Lars nodded, his braids bouncing as he gritted his teeth and tried to use his one good arm to hold on, once they got him on top of the old, weathered log. Griz and Stabby lifted
Bridget on next and they pushed off just as the first of the undead ran into the front of the train and were sent flying, smashed bodies plummeting into the river. The ones trailing were running across the tracks, but they didn’t make it far before legs slipped through the ties and they could see the bones snapping like kindling before they tumbled off. The .50s opened up and started decimating the undead again and again they didn’t care. They kept attacking, kept coming down the tracks and out of the surrounding areas. The Three Flags crew paddled silently out to the middle of the river where the current flowed the fastest and steered the ungainly boat downstream, putting the screams, the roars, the rest of the team, and the thundering of heavy machine guns behind them.
23
Gunny
The water was chilly and within minutes, they were blue-lipped and losing body heat fast. Atlanta wasn’t exactly cold in October, but they were only a few miles from the dam on the reservoir. The water coming out was from the bottom of the lake, some forty feet deep, and it was downright frosty to them.
Some of the zeds that bounced off the train or fell from the tracks had spotted them and stumbled their way to the water and splashed in, the current pulling them downstream. Stabby, Gunny, and Griz kicked and paddled, trying to keep the makeshift raft near the middle so it wouldn’t get tangled in overhanging branches or sandbars.

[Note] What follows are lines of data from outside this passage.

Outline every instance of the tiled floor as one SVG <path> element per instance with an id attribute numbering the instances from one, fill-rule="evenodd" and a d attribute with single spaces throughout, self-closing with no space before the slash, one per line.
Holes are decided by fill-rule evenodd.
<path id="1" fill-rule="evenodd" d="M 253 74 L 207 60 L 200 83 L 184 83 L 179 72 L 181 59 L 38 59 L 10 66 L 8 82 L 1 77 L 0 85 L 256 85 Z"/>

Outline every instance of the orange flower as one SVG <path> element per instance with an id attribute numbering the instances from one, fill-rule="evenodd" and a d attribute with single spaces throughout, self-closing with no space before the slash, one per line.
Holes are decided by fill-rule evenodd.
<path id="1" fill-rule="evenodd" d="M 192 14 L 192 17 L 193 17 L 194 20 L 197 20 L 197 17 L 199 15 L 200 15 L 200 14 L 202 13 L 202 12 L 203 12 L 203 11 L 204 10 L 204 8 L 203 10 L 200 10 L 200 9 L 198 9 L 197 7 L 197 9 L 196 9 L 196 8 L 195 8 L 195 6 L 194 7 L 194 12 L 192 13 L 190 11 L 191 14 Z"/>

They slowly put distance between them and the undead, who were trying to walk underwater and kept stumbling from the current or broken legs.
They floated down river, around a few bends, and when they went under the 78 overpass, Griz recognized where they were.
“Pull up to the right,” he said. “I know that place. It’s a crane outfit, I’ve hauled oversize out of there.”
They were shivering from the chill as they pushed the log close to the muddy bank. As gently as possible, they got Bridget and Lars resting against trees and let the current pull their makeshift boat back out into the river.